Москва в баррикадах, — сообщала из неизвестных источников «Presse du Soir». — Совет Народных Комиссаров осажден в Москве. Его защищает только киргизская дивизия. Троцкий прибыл в Петроград, но восставший гарнизон принудил его запереться в Петропавловской крепости. С минуты на мунуту ожидается его сдача. Повсеместно в России изгоняют комиссаров. 10000 последних бежало к Кемаль-Паше.
Газетные сенсации не знали предела. Одни газеты врали, другие подвирали. Брусилов, разумеется, каждый день принимал командование над Красной армией и провозглашал монархию или созывал Учредилку, в зависимости от того, к какому противоболыпевист- скому лагерю принадлежала эмигрантская газета. Буденный не преминул изменить Советской власти. Дон, Кубань и Терек во мгновение ока охватило пламя грандиозного восстания. Ген. Козловский приглашал Врангеля и его армию поспешить в Кронштадт.
Лагерный сброд ожил. В действительности кронштадтского мятежа не приходилось сомневаться. Заодно начинали верить и всей той ахинее, которую преподносили газетные борзописцы и информаторы. Толпы народа осаждали те места, где наклеивались газеты и информационные сводки штаба главнокомандующего. Прибытие почтового поезда из Константинополя составляло важнейший момент дня. Четырехмесячное гниение в хлевах и сараях заслонило в казачьем сознании ужасы бегства из Таврии и даже мучительного переезда в Турцию.
Что угодно, только бы скорей из лагерей. Хоть гирше, да инше. Хоть смерть, но в поле, а не в хлевах.
О какой-нибудь идейной стороне этого порыва говорить нечего. Самые тупые казаки сознавали, что новая гражданская война была бы бесцельной и бессмысленной, но все-таки она лучше того убийственного положения, в которое теперь попали врангелевские войска. В этот период смертной тоски лагерную массу авторитетные люди легко могли подтолкнуть на что угодно, на новую бойню или на массовое возвращение домой под власть Советов.

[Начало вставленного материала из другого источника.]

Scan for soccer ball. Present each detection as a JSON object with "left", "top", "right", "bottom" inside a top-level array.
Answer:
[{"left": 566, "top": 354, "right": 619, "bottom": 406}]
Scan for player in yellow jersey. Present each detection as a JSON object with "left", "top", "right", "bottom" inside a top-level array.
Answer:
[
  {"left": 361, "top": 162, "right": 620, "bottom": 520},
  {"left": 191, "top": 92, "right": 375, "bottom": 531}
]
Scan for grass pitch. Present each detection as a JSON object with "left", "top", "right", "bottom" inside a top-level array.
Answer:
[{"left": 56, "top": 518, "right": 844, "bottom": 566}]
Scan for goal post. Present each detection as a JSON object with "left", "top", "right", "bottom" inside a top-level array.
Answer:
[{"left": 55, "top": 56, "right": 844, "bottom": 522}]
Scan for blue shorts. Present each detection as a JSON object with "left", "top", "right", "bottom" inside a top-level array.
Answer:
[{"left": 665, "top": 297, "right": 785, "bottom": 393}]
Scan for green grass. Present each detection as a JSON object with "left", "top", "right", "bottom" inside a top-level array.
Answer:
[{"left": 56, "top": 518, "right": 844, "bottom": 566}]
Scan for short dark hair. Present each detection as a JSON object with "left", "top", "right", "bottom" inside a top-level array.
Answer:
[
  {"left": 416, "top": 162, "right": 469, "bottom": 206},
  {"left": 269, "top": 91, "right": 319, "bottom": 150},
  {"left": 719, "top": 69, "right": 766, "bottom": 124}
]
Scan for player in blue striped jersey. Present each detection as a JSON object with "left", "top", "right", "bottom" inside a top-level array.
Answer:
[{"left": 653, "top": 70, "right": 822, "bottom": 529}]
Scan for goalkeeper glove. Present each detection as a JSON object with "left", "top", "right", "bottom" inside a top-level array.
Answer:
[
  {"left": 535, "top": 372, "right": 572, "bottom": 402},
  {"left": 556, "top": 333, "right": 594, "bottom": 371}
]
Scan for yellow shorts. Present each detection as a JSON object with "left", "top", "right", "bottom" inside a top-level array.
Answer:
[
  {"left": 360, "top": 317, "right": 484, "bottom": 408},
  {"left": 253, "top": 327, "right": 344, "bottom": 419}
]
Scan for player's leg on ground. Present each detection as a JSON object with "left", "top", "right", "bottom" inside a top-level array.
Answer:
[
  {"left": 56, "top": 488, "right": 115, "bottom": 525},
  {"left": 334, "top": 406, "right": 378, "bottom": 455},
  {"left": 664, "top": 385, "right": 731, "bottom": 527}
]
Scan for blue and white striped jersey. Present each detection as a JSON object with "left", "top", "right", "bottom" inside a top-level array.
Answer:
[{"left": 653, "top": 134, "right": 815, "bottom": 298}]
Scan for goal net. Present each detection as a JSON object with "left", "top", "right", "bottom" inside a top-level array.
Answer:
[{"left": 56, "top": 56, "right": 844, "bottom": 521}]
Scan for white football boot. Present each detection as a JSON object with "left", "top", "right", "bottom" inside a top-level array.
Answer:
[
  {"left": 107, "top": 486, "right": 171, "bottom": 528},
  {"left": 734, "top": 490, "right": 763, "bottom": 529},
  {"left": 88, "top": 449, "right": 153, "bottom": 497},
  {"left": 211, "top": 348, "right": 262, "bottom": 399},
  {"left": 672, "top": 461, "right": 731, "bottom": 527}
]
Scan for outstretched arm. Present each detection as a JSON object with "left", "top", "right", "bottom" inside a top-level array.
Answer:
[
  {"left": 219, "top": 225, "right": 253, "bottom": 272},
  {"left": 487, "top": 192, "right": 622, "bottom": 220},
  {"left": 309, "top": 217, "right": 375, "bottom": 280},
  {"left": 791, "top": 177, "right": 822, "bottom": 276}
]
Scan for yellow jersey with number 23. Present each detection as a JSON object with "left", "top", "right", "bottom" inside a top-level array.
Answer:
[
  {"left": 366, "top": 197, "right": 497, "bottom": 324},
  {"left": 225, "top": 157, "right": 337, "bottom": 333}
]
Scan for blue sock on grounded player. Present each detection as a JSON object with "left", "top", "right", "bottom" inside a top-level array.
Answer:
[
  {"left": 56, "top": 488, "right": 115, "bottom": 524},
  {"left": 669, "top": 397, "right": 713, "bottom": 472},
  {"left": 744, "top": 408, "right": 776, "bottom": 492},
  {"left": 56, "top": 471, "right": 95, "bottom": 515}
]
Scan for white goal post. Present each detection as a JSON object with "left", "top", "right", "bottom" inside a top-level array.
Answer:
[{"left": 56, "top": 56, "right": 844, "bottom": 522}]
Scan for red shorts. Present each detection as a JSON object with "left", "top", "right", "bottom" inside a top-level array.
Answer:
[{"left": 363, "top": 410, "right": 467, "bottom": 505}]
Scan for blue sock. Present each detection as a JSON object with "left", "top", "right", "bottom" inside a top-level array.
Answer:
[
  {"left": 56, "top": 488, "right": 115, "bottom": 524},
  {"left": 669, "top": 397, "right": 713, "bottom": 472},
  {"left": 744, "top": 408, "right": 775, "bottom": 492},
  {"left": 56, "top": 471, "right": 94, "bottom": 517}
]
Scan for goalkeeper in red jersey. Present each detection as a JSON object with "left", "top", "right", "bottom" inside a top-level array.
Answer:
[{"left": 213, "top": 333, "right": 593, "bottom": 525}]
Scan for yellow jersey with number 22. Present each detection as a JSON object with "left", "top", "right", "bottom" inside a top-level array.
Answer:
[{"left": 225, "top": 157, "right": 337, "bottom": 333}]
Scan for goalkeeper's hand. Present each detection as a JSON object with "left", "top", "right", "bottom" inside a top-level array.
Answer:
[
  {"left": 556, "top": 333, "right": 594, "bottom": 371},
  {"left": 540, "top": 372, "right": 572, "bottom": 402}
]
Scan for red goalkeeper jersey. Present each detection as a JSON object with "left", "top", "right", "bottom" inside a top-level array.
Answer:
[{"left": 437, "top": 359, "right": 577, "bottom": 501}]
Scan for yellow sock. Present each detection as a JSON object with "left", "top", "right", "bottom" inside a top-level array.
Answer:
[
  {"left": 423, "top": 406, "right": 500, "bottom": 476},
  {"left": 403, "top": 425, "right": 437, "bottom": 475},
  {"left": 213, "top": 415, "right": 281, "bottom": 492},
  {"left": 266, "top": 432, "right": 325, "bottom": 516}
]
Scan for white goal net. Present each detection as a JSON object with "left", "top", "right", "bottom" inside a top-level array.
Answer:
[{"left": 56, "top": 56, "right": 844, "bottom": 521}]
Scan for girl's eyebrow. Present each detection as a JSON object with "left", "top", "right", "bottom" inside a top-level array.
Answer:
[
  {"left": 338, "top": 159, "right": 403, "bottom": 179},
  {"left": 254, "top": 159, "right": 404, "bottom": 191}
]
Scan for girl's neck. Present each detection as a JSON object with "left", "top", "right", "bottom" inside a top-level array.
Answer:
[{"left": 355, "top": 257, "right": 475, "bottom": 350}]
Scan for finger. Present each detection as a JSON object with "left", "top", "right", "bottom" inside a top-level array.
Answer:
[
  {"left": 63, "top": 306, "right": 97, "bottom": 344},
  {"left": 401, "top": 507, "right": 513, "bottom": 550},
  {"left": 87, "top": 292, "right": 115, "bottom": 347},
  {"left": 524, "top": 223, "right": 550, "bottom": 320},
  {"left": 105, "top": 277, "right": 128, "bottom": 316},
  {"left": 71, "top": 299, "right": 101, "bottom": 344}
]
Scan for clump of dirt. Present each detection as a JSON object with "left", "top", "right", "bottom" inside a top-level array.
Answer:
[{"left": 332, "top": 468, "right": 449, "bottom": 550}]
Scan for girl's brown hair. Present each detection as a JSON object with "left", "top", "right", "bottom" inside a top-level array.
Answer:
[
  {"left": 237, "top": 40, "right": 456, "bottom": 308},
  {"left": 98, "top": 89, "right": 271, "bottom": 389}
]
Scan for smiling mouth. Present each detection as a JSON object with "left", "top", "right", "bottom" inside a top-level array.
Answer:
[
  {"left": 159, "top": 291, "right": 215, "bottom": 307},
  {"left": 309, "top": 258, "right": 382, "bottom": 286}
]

Кронштадтский мятеж окрылил Врангеля. Он послал приветствие ген. Козловскому. Но в Кронштадте отнеслись отрицательно к предложенной им помощи, зная, что нет более гиблого дела, как борьба против большевиков под фирмою Врангеля.
Вождь не смутился.
Перед кронштадтским мятежом он находился в таком возбужденном состоянии, которое было близко к сумасшествию. Нота ген. Пелле и перемена курса французской политики так повлияли на него, что бедный честолюбец, уединившись на «Лукулле», то плакал над своей неудачей, то смеялся над недальновидностью своих опекунов, то впадал в полное уныние, то строил самые призрачные планы, утром был готов сжечь все свои корабли, вечером предавался радужным иллюзиям. В кронштадтских событиях он увидел перст божий. Он не только хотел уверить своих подчиненных в том, что настал смертный час Советской власти, но и сам теперь искренно, экзальтированно верил в то, что божественное провидение не покинуло его в день скорби и что близок час его нового возвеличения.